Si alzò dal letto, infilò la leggera tuta da riposo, un paio di scarpette senza
suole e uscì dalla cabina. Le luci erano attenuate, ma la visibilità
sufficiente. Dal più vicino terminale del computer chiese la sezione della nave
nella sua zona. Attese appena un secondo. Per accertarsi di ricordar bene.
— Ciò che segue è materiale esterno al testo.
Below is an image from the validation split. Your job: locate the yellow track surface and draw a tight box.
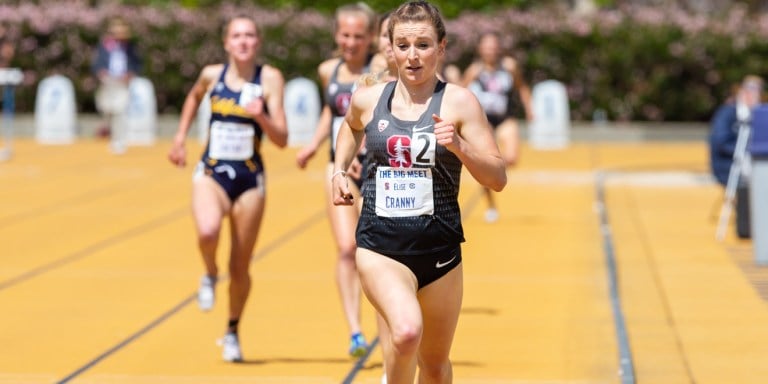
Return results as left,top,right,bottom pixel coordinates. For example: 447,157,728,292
0,139,768,384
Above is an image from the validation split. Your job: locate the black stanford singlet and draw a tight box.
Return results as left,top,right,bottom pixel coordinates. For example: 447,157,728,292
356,82,464,255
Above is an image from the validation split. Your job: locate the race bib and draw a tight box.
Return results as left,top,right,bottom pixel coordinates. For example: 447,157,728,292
376,167,435,217
208,121,255,160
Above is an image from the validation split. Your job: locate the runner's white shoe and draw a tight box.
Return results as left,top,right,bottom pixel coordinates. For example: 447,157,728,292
197,275,216,311
219,333,243,363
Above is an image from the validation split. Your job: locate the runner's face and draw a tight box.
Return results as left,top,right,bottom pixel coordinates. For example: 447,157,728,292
336,13,373,62
392,21,445,80
224,19,261,61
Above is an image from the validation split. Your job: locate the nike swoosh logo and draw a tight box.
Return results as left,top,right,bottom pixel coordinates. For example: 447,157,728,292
213,164,237,180
435,256,456,268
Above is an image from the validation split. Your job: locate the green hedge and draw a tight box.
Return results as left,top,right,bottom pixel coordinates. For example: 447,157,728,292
0,4,768,121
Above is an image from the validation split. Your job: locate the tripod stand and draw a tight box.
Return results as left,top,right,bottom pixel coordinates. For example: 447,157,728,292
715,112,752,241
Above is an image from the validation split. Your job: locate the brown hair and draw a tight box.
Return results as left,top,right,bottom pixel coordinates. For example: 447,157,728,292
333,1,376,35
389,0,446,42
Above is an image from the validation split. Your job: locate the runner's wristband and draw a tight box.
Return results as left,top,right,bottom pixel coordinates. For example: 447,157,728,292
331,171,347,181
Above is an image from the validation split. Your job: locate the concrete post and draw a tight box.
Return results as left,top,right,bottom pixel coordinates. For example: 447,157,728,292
749,105,768,265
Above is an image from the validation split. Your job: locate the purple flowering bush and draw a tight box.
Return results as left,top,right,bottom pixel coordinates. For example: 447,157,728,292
0,2,768,121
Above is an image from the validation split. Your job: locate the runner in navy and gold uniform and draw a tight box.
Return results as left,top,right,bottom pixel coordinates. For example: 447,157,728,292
168,16,288,361
331,1,507,383
462,33,533,222
296,3,376,357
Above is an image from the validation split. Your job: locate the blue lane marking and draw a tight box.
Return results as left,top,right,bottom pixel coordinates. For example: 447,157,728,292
595,172,635,384
57,211,325,384
57,294,195,384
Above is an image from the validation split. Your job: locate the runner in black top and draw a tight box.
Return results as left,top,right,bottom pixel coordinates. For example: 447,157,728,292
331,1,507,383
462,33,533,223
296,3,376,357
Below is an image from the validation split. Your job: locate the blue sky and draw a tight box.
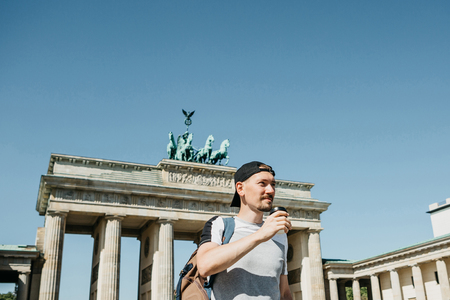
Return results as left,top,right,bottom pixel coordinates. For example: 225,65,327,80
0,0,450,300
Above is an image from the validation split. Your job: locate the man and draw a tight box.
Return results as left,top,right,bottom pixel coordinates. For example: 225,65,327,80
197,161,292,300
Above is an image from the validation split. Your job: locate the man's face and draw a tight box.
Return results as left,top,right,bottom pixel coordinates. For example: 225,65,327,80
242,171,275,212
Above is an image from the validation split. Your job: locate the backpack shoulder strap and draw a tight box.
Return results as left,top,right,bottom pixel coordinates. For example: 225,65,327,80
204,217,235,292
222,217,235,245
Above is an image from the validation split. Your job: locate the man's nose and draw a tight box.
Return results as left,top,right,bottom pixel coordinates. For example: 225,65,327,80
266,184,275,194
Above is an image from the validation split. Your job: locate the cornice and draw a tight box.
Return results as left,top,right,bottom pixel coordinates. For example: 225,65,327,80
323,235,450,278
47,153,157,175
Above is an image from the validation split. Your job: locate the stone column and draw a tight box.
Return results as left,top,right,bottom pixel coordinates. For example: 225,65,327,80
352,278,361,300
17,271,31,300
308,229,325,300
436,259,450,300
389,270,402,300
328,278,339,300
157,219,173,299
339,279,348,300
97,215,123,300
411,264,426,300
370,274,381,300
39,211,67,300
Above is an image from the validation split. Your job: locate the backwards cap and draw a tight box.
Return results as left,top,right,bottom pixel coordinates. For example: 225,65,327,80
230,161,275,207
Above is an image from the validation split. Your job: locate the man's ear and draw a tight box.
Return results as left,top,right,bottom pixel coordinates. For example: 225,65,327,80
236,181,245,196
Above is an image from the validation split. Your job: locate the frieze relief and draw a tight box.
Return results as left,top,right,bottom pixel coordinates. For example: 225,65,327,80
55,189,320,220
167,171,233,189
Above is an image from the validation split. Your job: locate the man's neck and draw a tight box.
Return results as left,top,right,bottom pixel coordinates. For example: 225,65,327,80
237,206,264,224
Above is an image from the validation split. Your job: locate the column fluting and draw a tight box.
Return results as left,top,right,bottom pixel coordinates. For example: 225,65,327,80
39,211,67,300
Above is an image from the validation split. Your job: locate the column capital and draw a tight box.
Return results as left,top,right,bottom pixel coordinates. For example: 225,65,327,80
17,270,31,275
306,228,323,233
156,218,178,224
105,215,125,221
47,209,69,217
388,269,397,273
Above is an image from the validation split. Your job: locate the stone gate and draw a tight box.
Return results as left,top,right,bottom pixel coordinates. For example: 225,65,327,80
31,154,330,300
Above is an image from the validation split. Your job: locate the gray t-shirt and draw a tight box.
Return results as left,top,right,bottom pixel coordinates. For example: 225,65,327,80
200,217,288,300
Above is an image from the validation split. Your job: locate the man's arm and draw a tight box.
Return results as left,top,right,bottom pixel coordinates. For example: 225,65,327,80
197,211,291,277
280,275,292,300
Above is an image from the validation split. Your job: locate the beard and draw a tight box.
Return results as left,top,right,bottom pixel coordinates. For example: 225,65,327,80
258,196,273,212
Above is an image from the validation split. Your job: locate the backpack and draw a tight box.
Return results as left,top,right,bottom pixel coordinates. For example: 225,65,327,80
175,218,234,300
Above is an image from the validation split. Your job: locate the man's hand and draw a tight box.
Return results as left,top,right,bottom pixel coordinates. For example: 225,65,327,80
256,210,292,242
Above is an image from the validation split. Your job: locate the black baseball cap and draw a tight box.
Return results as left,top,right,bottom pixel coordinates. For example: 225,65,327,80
230,161,275,207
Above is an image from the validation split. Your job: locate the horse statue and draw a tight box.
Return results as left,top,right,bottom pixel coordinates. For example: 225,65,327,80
175,131,194,161
167,131,177,159
195,135,214,163
208,139,230,165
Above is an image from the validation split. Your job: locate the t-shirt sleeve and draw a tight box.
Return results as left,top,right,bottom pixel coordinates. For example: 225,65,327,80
199,216,225,246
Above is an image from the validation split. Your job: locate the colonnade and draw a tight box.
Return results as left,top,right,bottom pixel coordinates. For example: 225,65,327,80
36,211,174,300
328,258,450,300
36,211,324,300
Intorno alla sua cabina si aprivano a ventaglio quelle destinate all'equipaggio ovviamente vuote. Sopra queste parte della
stiva, precisamente le sezioni 7 e 8. Più su ancora la fascia delle navette di
salvataggio. Infine otto centimetri d'acciaio temprato e lo spazio esterno.
La
soluzione del problema non poteva essere difficile. Si allontanò dal terminale
e cominciò a esplorare le cabine. Poi passò alle stive. Quando aprì la porta
della 8 si fermò sulla soglia aggrottando le sopracciglia. Un grosso
contenitore d'acciaio troneggiava nel bel mezzo della stanza. Con circospezione
cominciò ad avvicinarsi. Intorno a lui il silenzio era ovattato. Non un rumore,
il più banale, insignificante. Silenzio assoluto. E così doveva essere. Quel
silenzio avrebbe potuto far impazzire un uomo normale. Al contrario lui
l'adorava.
Il
contenitore era vicinissimo, a portata di braccio. Con una mossa decisa lo
aprì. E si diede dello sciocco. Era il contenitore per eventuali reperti.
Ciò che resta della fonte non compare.